The struggle to repeat pleasure

The struggle to repeat pleasure
From the old you derive pleasure, never from the new. There is no time in the new. So, if you can look at all things without allowing pleasure to creep in—at a face, a bird, the colour of a sari, the beauty of a sheet of water shimmering in the sun, or anything that gives delight—if you can look at it without wanting the experience to be repeated, then there will be no pain, no fear and, therefore, tremendous joy. It is the struggle to repeat and perpetuate pleasure which turns it into pain. Watch it in yourself. The very demand for the repetition of pleasure brings about pain, because it is not the same as it was yesterday.
– Krishnamurti, Freedom from the Known, p 37

Thought revives the dead past
By thinking about the pleasure which I had yesterday, the pleasure which is dead, which is a memory, I am giving to that dead memory a new life.
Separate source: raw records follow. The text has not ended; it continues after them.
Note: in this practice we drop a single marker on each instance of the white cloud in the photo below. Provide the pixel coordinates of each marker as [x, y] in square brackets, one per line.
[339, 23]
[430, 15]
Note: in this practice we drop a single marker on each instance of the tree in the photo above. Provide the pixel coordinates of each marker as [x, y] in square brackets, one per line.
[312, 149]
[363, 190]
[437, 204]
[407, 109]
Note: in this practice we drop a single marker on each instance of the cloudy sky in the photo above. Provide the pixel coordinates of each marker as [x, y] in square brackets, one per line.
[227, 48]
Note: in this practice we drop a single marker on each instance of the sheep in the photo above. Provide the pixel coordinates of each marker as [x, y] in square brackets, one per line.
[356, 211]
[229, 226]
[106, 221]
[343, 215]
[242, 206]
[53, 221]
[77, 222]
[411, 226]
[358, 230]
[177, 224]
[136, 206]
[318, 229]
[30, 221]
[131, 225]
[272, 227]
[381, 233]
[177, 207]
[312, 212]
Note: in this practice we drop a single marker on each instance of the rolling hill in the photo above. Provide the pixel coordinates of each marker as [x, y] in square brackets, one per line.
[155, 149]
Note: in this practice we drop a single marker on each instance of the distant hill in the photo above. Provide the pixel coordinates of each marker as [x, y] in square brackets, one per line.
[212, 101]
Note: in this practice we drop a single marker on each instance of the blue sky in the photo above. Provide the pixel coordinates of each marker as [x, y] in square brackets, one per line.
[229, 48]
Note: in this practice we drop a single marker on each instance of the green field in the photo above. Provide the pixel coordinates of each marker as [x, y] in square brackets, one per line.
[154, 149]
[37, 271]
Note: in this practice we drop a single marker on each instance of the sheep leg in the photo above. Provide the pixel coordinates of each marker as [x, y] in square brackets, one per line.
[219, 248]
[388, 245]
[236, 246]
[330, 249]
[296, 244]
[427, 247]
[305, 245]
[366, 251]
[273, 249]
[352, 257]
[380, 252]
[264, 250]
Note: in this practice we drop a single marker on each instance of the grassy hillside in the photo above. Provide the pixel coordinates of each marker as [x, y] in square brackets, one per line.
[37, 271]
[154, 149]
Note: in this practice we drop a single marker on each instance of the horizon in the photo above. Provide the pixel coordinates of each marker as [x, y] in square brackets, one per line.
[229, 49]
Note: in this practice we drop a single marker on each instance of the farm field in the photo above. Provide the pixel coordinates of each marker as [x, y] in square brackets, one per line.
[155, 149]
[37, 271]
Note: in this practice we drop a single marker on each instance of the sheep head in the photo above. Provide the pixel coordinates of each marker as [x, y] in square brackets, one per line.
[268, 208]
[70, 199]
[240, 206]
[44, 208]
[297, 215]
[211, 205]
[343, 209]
Please watch this in yourself. Thought is reviving the dead past, the dead pleasure, the dead memory, and from that very dead memory, thought has come into being. This is what is going on all our life. So thought not only breeds this contradiction in our lives—as pleasure and fear—but also thought has accumulated the memory of the innumerable pleasures we have had and from those memories thought is reborn.
– Krishnamurti, Talks and Dialogues Saanen 1967, p 220

Thought and pleasure
Thought has a great deal to do with pleasure. I can look at that sunset and the next moment it is gone—thought comes in and begins to think about it, says how beautiful it was when, for a moment, “I” was absent, with all my problems, tortures, miseries; there was only that marvellous thing. And that remains as thought, is sustained by thought. The same thing with regard to sexual pleasure—thought chews it over, thinks about it endlessly, builds up images which sustain the sensation and the demand for fulfilment tomorrow. It is the same with regard to ambition, fame, success, and being important.